Landshark entered a small cottage housing a handful of changeling refugees. She idly wondered how handfuls compared to hooffuls. She was also curious if she'd encountered any during her time in Ponyville, but remembered that changelings were generally encouraged to stay in their true shape. All she knew that a pair of small houses on the Everfree side of town represented temporary lodgings for refugees or expatriates. That wasn't the sort of vocabulary she had ever had to think about before, and she wasn't invested enough in getting it right to check a dictionary.

In looking for workers, the construct had hit upon the idea to try and hire other newcomers to Equestria. Ponyville's population of migrants was rather minuscule, which probably set pony minds at ease. It would be good to get to know other sapient species, and Landshark did feel sympathy for people who left behind much of what they had known. She was also pragmatic enough to recognize that she'd likely be able to pay them a little less than the average, although that sort of thinking felt alien to her. bellikos were not, after all, built for free enterprise.

Most of the changelings appeared to shy away after a momentary pause, perhaps surprised to sense emotions from an inorganic being. Landshark thought changelings such as these were worth a great deal of respect, if they really had betrayed their queen to try and live with the ponies. She noted that the changelings seemed to recover their poise to a degree and assumed that they could feel her generally positive default stance towards them. Still, most of them seemed just a bit uneasy. She approached one who seemed more centered than the others. She couldn't read emotions and certainly had no idea how to read a changeling's expression, but she thought one of them had flinched less and recovered quicker.

"You there," she pointed at the changeling of unknown gender, which did make them flinch for real now. "Do you understand the local language?"

"Yes. Us non-infiltrators are being taught when we arrive here." The changeling tilted its head. "How can we help you, stranger?"

Changelings shuffled uncomfortably as Landshark swept her inanimate gaze slowly over their number. "I'm Landshark. New in Equestria. Planning to set up a smithy. Any of you got any experience working metal?"
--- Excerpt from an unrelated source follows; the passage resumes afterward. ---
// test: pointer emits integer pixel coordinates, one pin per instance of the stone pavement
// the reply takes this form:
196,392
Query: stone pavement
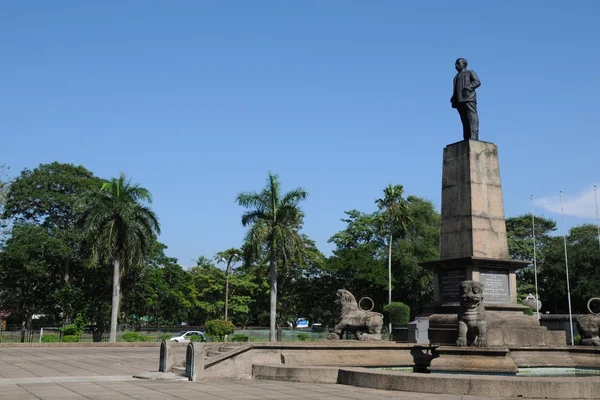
50,373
There was general head-shaking in the room. "Hmm. Anyone here used to hard physical labor?"

The changeling she'd picked out before spoke up this time. "I used to work with the tunneling teams." He/she looked like they might regret having drawn attention again.

"Very good. You want to be an apprentice, then? There's still a living to be made out here away from the big foundries and factories, I think. What's your name, then?"

The changeling appeared somewhat embarrassed. "I haven't picked a name yet." They paused before adding, "Sorry."

"Hmpf. Now a name might just be a cloak of letters but it's a nice convenience. I'll have you know my sisters and I are all identical. Identifiers are good. Tell me who you are, then." The construct regarded the changeling evenly.

"Well, I just told you I don't have a name..."

"Not what I meant." The changeling began feeling like an insect pinned to a cork now, although there hadn't been a detectable change in the construct's expression. "Tell me about your Self."

The changeling took a few calming breaths. He could feel genuine curiosity, along with traces of respect for the changelings in the room as a whole, and generally all the various tiny traces of emotion of a normal mind that accumulated in the course of a day. Behind it all laid a dull lump of shackled emotion that he was too worried to take a closer feel of. He suddenly and very badly wanted to give a satisfying answer.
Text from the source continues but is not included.